Portland State University. Social Work and Social Research Ph. D. Program
Date of Publication
Doctor of Philosophy (Ph.D.) in Social Work and Social Research
Motherhood -- Blogs -- Social aspects, Pregnant women -- Blogs -- Social aspects, Bloggers, Social networks, Motherhood -- Psychological aspects, Pregnant women -- Psychological aspects
1 online resource (ix, 144 pages)
This research addressed the challenges faced by women in today's society during the transition to motherhood, and explored the possible benefits of an online natural helping network of blogging peers. Given the content of the literature describing the transition to motherhood and the many hardships that pose possible obstacles for an ideal transition, this research attempted to uncover the reasons why mothers blog and what benefit, if any, they experience as a result of blogging. This study explored the following questions: Why do women blog during the transition to motherhood? What is the relationship among the seven identified variables: blogging intensity, authentic self-disclosure, perceived general social support, perceived social support from blogging, current depression, stress, and parenting competence?

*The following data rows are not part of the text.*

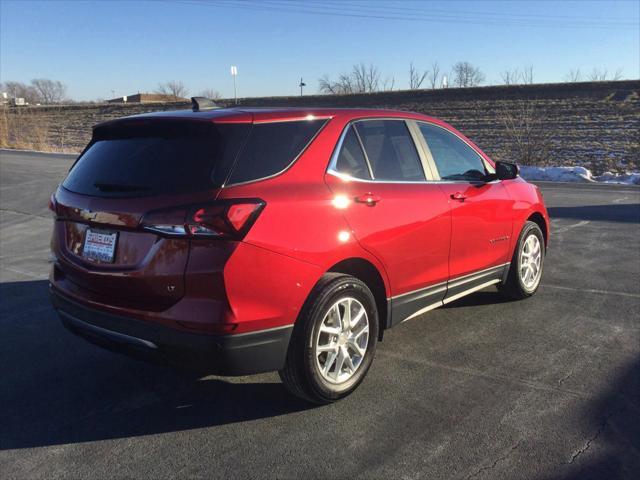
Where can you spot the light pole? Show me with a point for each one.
(234, 74)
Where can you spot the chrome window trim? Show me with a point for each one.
(303, 118)
(364, 152)
(293, 162)
(332, 169)
(426, 158)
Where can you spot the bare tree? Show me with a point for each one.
(50, 91)
(529, 136)
(416, 78)
(466, 75)
(573, 76)
(175, 89)
(510, 77)
(527, 75)
(361, 79)
(601, 75)
(21, 90)
(210, 93)
(598, 75)
(434, 74)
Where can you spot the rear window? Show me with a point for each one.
(272, 147)
(128, 160)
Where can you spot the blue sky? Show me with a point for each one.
(129, 46)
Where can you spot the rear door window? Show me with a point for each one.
(155, 158)
(272, 148)
(454, 159)
(390, 150)
(351, 160)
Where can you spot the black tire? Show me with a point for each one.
(301, 374)
(514, 287)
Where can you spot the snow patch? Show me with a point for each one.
(576, 174)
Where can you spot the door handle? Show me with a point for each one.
(368, 199)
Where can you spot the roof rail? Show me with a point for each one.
(202, 103)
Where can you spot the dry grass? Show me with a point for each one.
(22, 130)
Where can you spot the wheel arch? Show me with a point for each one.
(538, 218)
(367, 272)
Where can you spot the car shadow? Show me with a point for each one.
(59, 389)
(625, 212)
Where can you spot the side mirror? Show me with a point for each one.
(506, 170)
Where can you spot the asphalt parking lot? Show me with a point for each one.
(544, 388)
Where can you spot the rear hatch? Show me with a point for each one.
(120, 210)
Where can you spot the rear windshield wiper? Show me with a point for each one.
(118, 187)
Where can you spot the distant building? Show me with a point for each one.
(147, 98)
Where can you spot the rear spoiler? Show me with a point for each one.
(202, 103)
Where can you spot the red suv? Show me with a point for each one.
(245, 240)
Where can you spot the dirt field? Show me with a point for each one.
(592, 124)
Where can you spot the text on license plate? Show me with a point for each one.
(100, 246)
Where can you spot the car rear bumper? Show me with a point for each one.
(237, 354)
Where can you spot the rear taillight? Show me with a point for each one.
(230, 219)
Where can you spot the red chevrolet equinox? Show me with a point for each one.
(245, 240)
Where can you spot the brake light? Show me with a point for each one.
(230, 219)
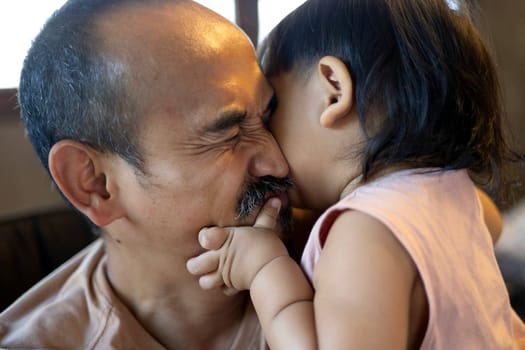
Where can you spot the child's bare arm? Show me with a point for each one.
(255, 258)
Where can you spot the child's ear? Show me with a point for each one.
(78, 171)
(336, 83)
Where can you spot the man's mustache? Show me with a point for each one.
(256, 192)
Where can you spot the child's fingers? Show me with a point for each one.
(229, 291)
(269, 213)
(202, 264)
(212, 238)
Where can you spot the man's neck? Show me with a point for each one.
(173, 308)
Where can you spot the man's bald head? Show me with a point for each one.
(88, 73)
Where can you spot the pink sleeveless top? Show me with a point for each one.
(438, 218)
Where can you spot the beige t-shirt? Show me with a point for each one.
(75, 308)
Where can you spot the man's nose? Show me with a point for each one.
(269, 160)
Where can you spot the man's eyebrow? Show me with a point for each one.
(226, 120)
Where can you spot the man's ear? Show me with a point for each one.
(337, 86)
(78, 171)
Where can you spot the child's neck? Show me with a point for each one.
(357, 181)
(351, 186)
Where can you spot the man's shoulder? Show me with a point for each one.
(65, 306)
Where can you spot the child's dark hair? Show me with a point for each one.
(419, 66)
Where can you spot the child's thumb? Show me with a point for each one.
(269, 213)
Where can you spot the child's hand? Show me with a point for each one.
(237, 254)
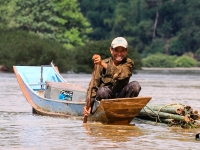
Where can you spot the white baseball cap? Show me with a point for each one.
(119, 41)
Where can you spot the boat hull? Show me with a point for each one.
(110, 111)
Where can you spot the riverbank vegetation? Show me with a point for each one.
(159, 33)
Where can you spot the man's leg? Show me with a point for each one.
(104, 93)
(130, 90)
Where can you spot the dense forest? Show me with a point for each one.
(160, 33)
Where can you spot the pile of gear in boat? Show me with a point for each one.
(172, 115)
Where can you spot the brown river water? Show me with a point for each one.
(20, 129)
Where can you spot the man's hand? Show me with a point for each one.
(97, 59)
(86, 112)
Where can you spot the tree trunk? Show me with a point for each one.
(155, 24)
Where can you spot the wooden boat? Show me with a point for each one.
(42, 85)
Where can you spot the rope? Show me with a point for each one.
(157, 117)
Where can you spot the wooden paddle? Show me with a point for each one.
(90, 93)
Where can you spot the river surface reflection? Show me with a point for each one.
(20, 129)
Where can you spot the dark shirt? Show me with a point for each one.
(114, 77)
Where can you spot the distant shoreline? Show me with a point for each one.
(177, 68)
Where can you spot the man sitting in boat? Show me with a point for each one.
(112, 75)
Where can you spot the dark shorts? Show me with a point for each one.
(132, 89)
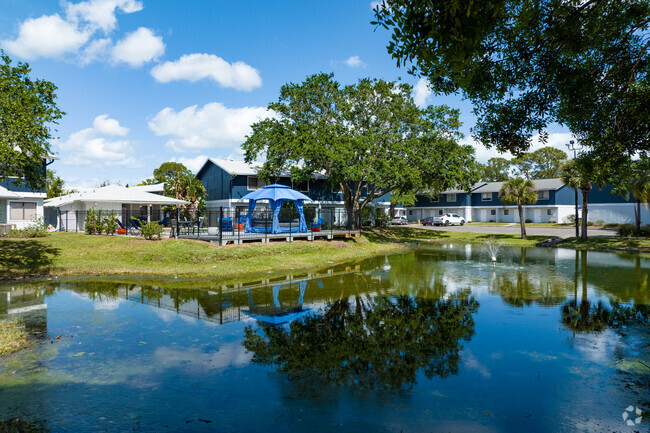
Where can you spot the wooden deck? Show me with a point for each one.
(239, 237)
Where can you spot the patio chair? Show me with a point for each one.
(315, 227)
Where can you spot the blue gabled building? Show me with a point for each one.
(226, 181)
(21, 205)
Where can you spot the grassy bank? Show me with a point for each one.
(13, 336)
(633, 245)
(76, 254)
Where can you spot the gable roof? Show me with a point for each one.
(540, 184)
(113, 194)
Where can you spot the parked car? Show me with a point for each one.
(449, 219)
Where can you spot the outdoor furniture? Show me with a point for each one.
(315, 227)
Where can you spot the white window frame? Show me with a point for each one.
(257, 182)
(22, 201)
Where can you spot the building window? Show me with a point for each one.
(22, 210)
(300, 186)
(255, 183)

This dissertation employed a cross-sectional research design using a web-based survey. The data were trimmed to limit the participants to residents/citizens of the United States and mothers of preschool aged (0-5) children who lived with them four or more days per week. The data were further limited to include only those participants (N = 501) who completed the survey in its entirety. New mothers experienced benefits as a result of their authentic participation in blogging and reported key reasons that they participated including: to share their experiences with others, to preserve their memories, to interact with a like-minded audience, and to feel understood. There were significant positive correlations between authentic self-disclosure and perceived social support, and sense of parenting competency, and a negative relationship between authentic self-disclosure and maternal depression and perceived stress. Multiple regression analysis indicated that social support was the strongest predictor of current depression. Social support was also a predictor of stress and of perceived parenting competence. Additionally, social support significantly predicted authentic self-disclosure. With a growing reliance on technology and social media, social work has an obligation to identify and utilize the beneficial aspects of this medium.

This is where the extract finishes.